Alternative education original purpose, to serve the needs of students whose education require the use of innovative and comprehensive techniques and methods, is still a worthwhile goal (De La Ossa, 2005). Those in need of alternative education can find help by attending alternative education schools, attending special alternative education programs, working with a mentor, or working with a tutor.
Many communities have established alternative education as part of the public school system or as part of the community college system. Individuals still in high school that have special education needs find help through placement in the program by the school principals and counselors in partnership with the student’s parents. This method of obtaining help usually is the result of behavioral issues that develop in the classroom. The students go through an evaluation process and receive help with behavior and academics that meet their needs as an individual.

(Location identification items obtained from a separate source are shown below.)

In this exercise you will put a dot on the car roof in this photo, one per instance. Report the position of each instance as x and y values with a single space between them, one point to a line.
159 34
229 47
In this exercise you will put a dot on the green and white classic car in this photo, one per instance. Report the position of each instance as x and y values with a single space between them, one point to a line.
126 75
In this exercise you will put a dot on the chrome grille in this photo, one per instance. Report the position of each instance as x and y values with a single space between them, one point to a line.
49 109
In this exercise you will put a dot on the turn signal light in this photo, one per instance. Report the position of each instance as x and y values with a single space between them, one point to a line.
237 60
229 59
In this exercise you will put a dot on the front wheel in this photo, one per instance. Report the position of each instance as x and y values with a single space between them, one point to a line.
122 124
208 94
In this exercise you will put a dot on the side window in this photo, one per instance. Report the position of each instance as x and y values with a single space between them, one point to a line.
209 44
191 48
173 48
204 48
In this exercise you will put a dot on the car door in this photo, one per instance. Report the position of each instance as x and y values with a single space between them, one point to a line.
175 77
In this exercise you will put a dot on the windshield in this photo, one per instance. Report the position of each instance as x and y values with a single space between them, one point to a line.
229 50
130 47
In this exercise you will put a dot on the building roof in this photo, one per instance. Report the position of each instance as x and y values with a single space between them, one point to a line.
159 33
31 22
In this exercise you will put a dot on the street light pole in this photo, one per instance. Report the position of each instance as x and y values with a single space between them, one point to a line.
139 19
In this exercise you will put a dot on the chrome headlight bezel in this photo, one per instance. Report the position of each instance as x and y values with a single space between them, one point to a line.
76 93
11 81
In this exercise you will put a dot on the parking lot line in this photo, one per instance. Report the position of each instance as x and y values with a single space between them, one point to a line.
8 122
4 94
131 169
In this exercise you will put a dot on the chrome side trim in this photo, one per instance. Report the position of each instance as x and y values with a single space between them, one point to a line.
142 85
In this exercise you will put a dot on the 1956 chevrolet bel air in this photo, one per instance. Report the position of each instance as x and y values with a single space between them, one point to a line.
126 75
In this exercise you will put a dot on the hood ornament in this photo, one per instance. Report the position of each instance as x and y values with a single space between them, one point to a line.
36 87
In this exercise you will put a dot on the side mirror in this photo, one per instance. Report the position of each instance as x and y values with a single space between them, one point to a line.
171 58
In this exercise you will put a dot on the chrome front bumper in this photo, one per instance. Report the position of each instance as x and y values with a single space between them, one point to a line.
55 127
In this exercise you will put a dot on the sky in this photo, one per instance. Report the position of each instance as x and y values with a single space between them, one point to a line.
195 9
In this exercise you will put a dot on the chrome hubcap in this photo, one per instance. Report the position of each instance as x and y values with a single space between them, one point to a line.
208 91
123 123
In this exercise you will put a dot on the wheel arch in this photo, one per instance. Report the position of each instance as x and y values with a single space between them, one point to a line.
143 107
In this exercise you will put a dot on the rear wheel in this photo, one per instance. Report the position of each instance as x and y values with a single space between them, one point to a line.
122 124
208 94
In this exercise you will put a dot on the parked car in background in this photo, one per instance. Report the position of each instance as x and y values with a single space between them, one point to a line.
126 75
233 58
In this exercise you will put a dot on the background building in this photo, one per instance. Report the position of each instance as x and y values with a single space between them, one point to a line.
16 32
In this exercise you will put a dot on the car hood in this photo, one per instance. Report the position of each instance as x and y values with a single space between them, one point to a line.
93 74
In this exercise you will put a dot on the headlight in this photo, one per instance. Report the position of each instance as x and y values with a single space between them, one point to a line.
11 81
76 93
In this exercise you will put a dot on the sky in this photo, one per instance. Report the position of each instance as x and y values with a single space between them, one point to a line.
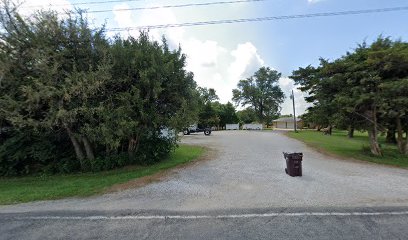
221 55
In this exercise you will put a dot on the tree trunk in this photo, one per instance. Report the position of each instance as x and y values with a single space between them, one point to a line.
350 133
402 145
133 147
372 133
390 138
88 148
78 150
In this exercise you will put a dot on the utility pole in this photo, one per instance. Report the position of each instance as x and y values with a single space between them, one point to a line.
294 111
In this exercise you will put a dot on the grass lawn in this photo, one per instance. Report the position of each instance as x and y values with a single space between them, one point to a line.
25 189
357 147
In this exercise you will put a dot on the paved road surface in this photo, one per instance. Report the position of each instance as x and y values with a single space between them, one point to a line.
245 177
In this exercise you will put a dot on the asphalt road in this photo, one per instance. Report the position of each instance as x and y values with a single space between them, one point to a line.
242 192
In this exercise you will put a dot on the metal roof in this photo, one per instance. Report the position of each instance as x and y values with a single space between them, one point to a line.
287 119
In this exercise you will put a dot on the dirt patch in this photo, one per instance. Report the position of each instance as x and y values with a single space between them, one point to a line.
209 154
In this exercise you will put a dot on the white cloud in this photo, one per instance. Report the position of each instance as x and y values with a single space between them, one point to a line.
287 85
314 1
246 62
214 66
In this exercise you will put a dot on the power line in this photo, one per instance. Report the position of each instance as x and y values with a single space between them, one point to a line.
179 6
84 3
145 8
272 18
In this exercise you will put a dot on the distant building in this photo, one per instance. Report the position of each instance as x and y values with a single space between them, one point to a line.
287 123
252 126
232 126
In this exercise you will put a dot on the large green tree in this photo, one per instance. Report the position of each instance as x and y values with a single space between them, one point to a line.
63 82
364 89
261 92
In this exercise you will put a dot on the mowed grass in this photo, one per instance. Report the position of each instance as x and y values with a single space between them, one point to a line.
358 147
25 189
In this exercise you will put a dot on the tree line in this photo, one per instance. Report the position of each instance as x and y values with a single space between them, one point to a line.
72 99
366 89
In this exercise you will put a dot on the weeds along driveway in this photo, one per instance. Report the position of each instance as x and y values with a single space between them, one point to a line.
246 170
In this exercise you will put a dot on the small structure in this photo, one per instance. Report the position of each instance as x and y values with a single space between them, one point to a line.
252 126
232 126
287 123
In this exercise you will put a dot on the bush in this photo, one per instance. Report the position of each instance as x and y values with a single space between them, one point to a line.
26 152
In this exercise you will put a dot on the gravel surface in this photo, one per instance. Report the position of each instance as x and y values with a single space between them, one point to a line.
247 171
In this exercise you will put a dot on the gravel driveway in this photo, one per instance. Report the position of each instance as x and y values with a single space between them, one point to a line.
247 171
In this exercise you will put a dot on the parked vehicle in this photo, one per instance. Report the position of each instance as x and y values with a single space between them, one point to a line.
195 128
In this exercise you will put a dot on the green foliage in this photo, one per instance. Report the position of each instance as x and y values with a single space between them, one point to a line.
25 189
262 93
78 101
339 144
364 90
247 115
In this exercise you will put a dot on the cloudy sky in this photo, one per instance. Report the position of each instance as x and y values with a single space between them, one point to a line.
220 55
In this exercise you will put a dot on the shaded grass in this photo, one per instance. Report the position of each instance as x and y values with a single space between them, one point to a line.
25 189
358 147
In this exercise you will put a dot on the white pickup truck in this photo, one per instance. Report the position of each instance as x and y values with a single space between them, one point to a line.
194 128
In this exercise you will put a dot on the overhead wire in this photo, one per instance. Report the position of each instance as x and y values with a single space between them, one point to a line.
145 8
178 6
259 19
84 3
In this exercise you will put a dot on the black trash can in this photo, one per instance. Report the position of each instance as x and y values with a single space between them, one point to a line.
293 164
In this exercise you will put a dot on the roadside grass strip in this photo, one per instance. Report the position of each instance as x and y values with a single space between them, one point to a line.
357 148
25 189
233 216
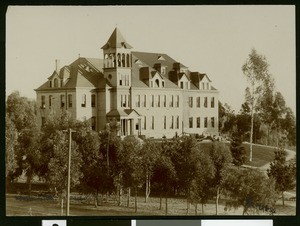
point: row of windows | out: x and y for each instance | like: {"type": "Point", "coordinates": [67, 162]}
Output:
{"type": "Point", "coordinates": [93, 122]}
{"type": "Point", "coordinates": [125, 100]}
{"type": "Point", "coordinates": [122, 60]}
{"type": "Point", "coordinates": [69, 101]}
{"type": "Point", "coordinates": [198, 102]}
{"type": "Point", "coordinates": [157, 101]}
{"type": "Point", "coordinates": [198, 122]}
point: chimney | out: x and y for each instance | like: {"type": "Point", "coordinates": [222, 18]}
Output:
{"type": "Point", "coordinates": [57, 66]}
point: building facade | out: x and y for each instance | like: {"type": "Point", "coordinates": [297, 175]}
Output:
{"type": "Point", "coordinates": [145, 94]}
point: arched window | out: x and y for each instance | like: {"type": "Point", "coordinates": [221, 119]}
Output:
{"type": "Point", "coordinates": [123, 60]}
{"type": "Point", "coordinates": [106, 61]}
{"type": "Point", "coordinates": [157, 82]}
{"type": "Point", "coordinates": [55, 82]}
{"type": "Point", "coordinates": [127, 60]}
{"type": "Point", "coordinates": [119, 59]}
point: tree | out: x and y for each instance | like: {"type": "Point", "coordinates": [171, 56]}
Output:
{"type": "Point", "coordinates": [238, 152]}
{"type": "Point", "coordinates": [11, 138]}
{"type": "Point", "coordinates": [164, 174]}
{"type": "Point", "coordinates": [130, 161]}
{"type": "Point", "coordinates": [21, 112]}
{"type": "Point", "coordinates": [185, 157]}
{"type": "Point", "coordinates": [58, 164]}
{"type": "Point", "coordinates": [250, 189]}
{"type": "Point", "coordinates": [284, 173]}
{"type": "Point", "coordinates": [149, 153]}
{"type": "Point", "coordinates": [221, 158]}
{"type": "Point", "coordinates": [256, 71]}
{"type": "Point", "coordinates": [200, 191]}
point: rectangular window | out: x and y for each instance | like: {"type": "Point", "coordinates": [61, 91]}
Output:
{"type": "Point", "coordinates": [93, 101]}
{"type": "Point", "coordinates": [177, 101]}
{"type": "Point", "coordinates": [70, 100]}
{"type": "Point", "coordinates": [93, 123]}
{"type": "Point", "coordinates": [43, 121]}
{"type": "Point", "coordinates": [152, 101]}
{"type": "Point", "coordinates": [177, 122]}
{"type": "Point", "coordinates": [205, 102]}
{"type": "Point", "coordinates": [172, 101]}
{"type": "Point", "coordinates": [138, 99]}
{"type": "Point", "coordinates": [158, 100]}
{"type": "Point", "coordinates": [191, 122]}
{"type": "Point", "coordinates": [145, 100]}
{"type": "Point", "coordinates": [83, 101]}
{"type": "Point", "coordinates": [198, 122]}
{"type": "Point", "coordinates": [62, 101]}
{"type": "Point", "coordinates": [191, 102]}
{"type": "Point", "coordinates": [198, 102]}
{"type": "Point", "coordinates": [152, 122]}
{"type": "Point", "coordinates": [43, 102]}
{"type": "Point", "coordinates": [50, 101]}
{"type": "Point", "coordinates": [212, 103]}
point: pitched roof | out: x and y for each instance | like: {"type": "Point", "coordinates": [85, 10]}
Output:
{"type": "Point", "coordinates": [116, 40]}
{"type": "Point", "coordinates": [83, 72]}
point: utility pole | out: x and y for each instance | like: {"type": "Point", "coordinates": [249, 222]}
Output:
{"type": "Point", "coordinates": [69, 171]}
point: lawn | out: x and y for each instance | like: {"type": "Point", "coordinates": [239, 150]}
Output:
{"type": "Point", "coordinates": [261, 155]}
{"type": "Point", "coordinates": [176, 207]}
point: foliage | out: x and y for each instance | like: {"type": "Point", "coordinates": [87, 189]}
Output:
{"type": "Point", "coordinates": [284, 173]}
{"type": "Point", "coordinates": [250, 189]}
{"type": "Point", "coordinates": [11, 137]}
{"type": "Point", "coordinates": [58, 164]}
{"type": "Point", "coordinates": [221, 158]}
{"type": "Point", "coordinates": [238, 152]}
{"type": "Point", "coordinates": [21, 111]}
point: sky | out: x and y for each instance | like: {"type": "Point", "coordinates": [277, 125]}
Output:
{"type": "Point", "coordinates": [215, 40]}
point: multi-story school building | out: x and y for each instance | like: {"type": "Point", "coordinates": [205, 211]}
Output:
{"type": "Point", "coordinates": [146, 94]}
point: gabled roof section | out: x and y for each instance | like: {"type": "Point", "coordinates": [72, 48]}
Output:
{"type": "Point", "coordinates": [83, 72]}
{"type": "Point", "coordinates": [116, 40]}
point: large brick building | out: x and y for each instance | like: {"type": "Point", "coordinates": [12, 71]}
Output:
{"type": "Point", "coordinates": [148, 94]}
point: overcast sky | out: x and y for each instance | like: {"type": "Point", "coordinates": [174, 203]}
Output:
{"type": "Point", "coordinates": [212, 39]}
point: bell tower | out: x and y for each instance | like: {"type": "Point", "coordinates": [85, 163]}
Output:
{"type": "Point", "coordinates": [117, 60]}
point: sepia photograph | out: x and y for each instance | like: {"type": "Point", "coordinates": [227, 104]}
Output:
{"type": "Point", "coordinates": [150, 111]}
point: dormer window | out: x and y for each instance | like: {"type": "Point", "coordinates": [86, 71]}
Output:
{"type": "Point", "coordinates": [160, 58]}
{"type": "Point", "coordinates": [55, 82]}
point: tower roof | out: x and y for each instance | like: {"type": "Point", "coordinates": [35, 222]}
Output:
{"type": "Point", "coordinates": [116, 40]}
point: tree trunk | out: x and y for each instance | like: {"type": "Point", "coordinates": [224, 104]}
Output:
{"type": "Point", "coordinates": [148, 189]}
{"type": "Point", "coordinates": [251, 132]}
{"type": "Point", "coordinates": [29, 180]}
{"type": "Point", "coordinates": [128, 197]}
{"type": "Point", "coordinates": [96, 199]}
{"type": "Point", "coordinates": [217, 200]}
{"type": "Point", "coordinates": [62, 206]}
{"type": "Point", "coordinates": [166, 203]}
{"type": "Point", "coordinates": [160, 201]}
{"type": "Point", "coordinates": [135, 201]}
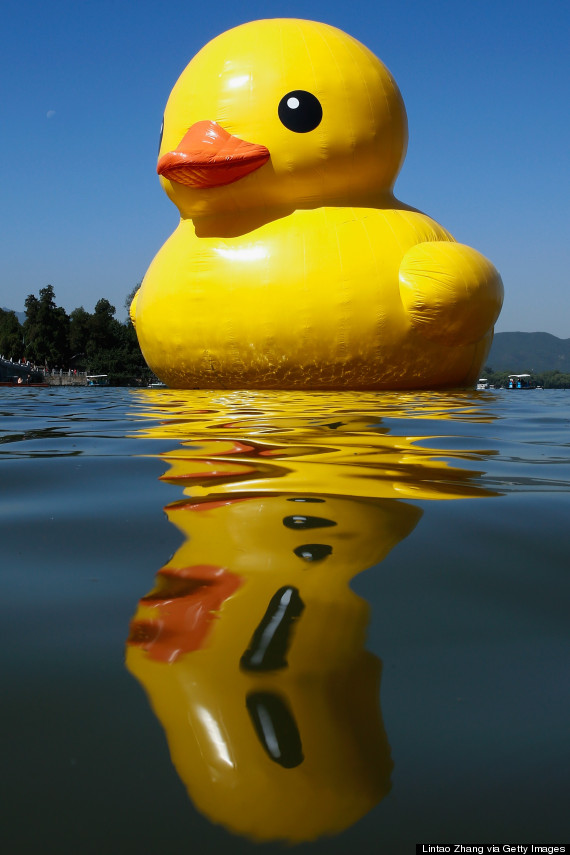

Some communities use the community college system to assist students above high school age to receive help with his or her alternative education needs. Many times, these programs are voluntary but require a commitment from the prospective student to look beyond getting a GED to continuing his or her education by pursuing an Associate degree and in some cases enrolling in a four-year degree program. This approach recognize that addressing the alternative education needs of all age groups is important and may result in a better educated workforce that may improve the community economy.
Churches are also a good resource that provides help for addressing the community alternative education needs. Some churches offers GED, tutoring classes, vocational training, and basic life skill training to assist those struggling students with additional help with their education. The help students get from churches has the additional benefit of improving relationship skills. Building a relationship is important when helping students who have special needs therefore, a mentor or tutor is another source for obtaining help in getting alternative education. A mentor can be a good source because he or she can provide that support system a student needs when the challenge of obtaining an education materializes. Mentors can provide the student with the hope he or she is not getting elsewhere. A mentor can influence the student to strive for excellence once he or she has built a relationship of trust and respect with the mentee.
A tutor is a good resource for obtaining an alternative education because they help prepare the student in many ways. Tutors who are subject matter experts can help the struggling student explore different ways to approach learning a subject. One on one help opens up avenues for the student to explore a subject better than trying to learn the subject by oneself. Students who have a tutor can get help with study, test taking, and learning strategies that will equip them for success.
Other ways of obtaining alternative education is through writing and publishing. Students who learn to express themselves through writing and publishing their work may be able to improve his or her self-esteem, self-image, and social identity (Jacobi, 2008). Sometimes it takes out of the box thinking to help the more difficult cases to obtain the alternative education they need. Many factors contribute to the need for alternative education but the rekindling of the human spirit is one of the best ways to get help obtaining alternative education.
De la Ossa, P. (2005). “Hear my voice:” Alternative high school students’ perceptions and Implications for school change. American
Secondary Education, 34(1), 24-39. Retrieved from ABI/INFORM Global database.
Jacobi, T. (2008). Writing for change: Engaging juveniles through alternative literacy education. The Journal of Correctional Education,
59(2), 71-93. Retrieved from ABI/INFORM Global database.